Les situations s’accumulent…
C’est insupportable…
« personne ne voit pas ce que je suis,
ni tout ce que je fais ».
D’aucun nommerait ça « orgueil »,
d’autres « égo ».
Evidemment, ce n’est ni l’un ni l’autre,
c’est la souffrance de l’enfant à l’intérieur
Ça va continuer jusqu’à ce que j’aille le rencontrer.
Allons-y, que ça s’arrête enfin.
Carte au trésor
Je laisse monter les sensations…
la gorge nouée, les bras sans force :
Et si ça n’arrivait jamais,
s’ils ne me voyaient jamais quoi que je fasse ?…
Pression dans la tête, yeux qui brûlent :
…et si je renonçais ? Abandonner,
me contenter du minimum,
être ce qu’il croient voir,
devenir suffisante ?
Non. Ce n’est pas juste.
Un poids dans ma poitrine
qui remonte dans ma gorge…
et les mots sortent :
« Je suis compétente !
Voyez-moi bon sang ! Je suis douée dans tellement de domaines !!!!

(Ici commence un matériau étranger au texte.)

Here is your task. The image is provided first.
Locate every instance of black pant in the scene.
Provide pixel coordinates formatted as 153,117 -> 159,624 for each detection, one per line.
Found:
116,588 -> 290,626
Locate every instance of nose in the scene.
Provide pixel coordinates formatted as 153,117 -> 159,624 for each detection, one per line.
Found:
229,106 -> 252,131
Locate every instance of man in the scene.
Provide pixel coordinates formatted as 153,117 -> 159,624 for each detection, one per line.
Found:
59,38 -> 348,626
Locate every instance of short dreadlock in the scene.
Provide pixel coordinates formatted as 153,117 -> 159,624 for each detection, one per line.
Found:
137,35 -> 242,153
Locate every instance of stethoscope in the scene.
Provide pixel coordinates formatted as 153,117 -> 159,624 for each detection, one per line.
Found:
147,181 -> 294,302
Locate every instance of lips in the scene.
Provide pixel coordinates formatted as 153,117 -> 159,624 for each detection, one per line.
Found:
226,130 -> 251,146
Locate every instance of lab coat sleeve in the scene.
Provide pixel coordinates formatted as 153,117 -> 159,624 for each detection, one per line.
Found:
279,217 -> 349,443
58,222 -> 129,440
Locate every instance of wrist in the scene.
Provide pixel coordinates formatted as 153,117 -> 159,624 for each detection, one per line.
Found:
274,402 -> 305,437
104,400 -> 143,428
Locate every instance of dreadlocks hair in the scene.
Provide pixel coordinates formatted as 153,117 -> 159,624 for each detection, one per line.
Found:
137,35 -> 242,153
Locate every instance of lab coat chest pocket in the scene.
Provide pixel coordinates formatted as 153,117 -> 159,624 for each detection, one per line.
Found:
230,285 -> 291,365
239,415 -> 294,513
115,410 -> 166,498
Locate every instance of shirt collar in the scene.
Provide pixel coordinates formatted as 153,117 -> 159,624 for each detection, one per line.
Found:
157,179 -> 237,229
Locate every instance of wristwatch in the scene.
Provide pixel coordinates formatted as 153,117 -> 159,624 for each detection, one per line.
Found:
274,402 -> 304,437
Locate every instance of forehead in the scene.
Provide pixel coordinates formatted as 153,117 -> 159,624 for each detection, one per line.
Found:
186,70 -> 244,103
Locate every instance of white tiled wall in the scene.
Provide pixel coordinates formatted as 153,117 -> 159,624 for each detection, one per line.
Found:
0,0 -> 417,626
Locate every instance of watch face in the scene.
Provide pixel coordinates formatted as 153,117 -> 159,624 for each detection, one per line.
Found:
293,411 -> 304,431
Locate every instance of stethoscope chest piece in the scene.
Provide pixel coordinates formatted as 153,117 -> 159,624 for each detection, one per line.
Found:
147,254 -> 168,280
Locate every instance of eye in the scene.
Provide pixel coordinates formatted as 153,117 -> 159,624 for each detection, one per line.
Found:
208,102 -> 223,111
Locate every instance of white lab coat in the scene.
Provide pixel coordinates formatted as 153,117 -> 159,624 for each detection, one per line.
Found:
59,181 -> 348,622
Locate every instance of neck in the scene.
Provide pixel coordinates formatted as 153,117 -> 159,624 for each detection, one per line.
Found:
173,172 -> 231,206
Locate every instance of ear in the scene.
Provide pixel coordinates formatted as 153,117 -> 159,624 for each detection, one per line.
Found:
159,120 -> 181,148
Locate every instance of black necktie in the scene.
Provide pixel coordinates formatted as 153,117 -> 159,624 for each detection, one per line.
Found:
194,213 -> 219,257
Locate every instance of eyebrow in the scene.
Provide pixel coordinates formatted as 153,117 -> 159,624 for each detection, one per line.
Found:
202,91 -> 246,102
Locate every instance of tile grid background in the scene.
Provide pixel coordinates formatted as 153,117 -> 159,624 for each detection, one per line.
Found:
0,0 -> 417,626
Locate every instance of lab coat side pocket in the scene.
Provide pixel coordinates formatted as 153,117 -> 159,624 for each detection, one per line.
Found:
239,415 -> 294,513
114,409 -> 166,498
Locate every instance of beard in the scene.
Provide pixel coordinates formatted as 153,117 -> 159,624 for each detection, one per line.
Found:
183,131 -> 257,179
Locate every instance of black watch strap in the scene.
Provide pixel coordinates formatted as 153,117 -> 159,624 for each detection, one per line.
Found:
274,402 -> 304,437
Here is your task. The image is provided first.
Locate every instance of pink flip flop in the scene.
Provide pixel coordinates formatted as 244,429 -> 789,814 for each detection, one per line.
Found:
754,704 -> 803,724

Je comprends tellement de choses
dont vous n’avez même pas conscience,
tellement plus que ce que vous imaginez !
Et vous ne me voyez pas ! »
Pleurs, désespoir…
Des images arrivent soudain…
…mes profs d’histoires…
…celui qui ne comprenait pas mon humour :
« Mademoiselle Bassinot,
vous avez eu un accident de poussette
quand vous étiez petite ou quoi ? »
Aïe.
Et toute la classe rit.
…celui qui me prenait de haut
quand je posais la question « bête »
que ma voisine n’ose pas poser tout haut.
Je ne voulais pas qu’elle se sente nulle
ou qu’on me dise que je « bavarde »
mais je voulais qu’elle ait sa réponse :
« Mademoiselle Bassinot,
le vide intersidérale
plane entre vos deux oreilles… ».
Aïe.
Et toute la classe rit.
…mon père, qui me répond comme si c’était une évidence :
« tu ne sais pas ça ? »
Lui l’a déjà appris avant, enfant.
On a pris le temps de le lui enseigner…
Aïe.
Et il rit.
Et ce prêtre qui m’agresse, agacé :
« J’avais dit d’écrire un témoignage personnel,
pas de faire un copié coller d’un truc tout fait ! »
Aïe.
Mais… je l’ai écrit moi-même ! Pour mon filleul…
Et il sourit : « Mais oui, bien sûr »
Et cet autre, qui me parlent avec condescendance
de ce que font les gens « normaux »
comme si être différente de lui c’était être normale
comme si avoir une autre façon de faire c’était forcément avoir tort.
Et elle qui me lance que je suis « perchée »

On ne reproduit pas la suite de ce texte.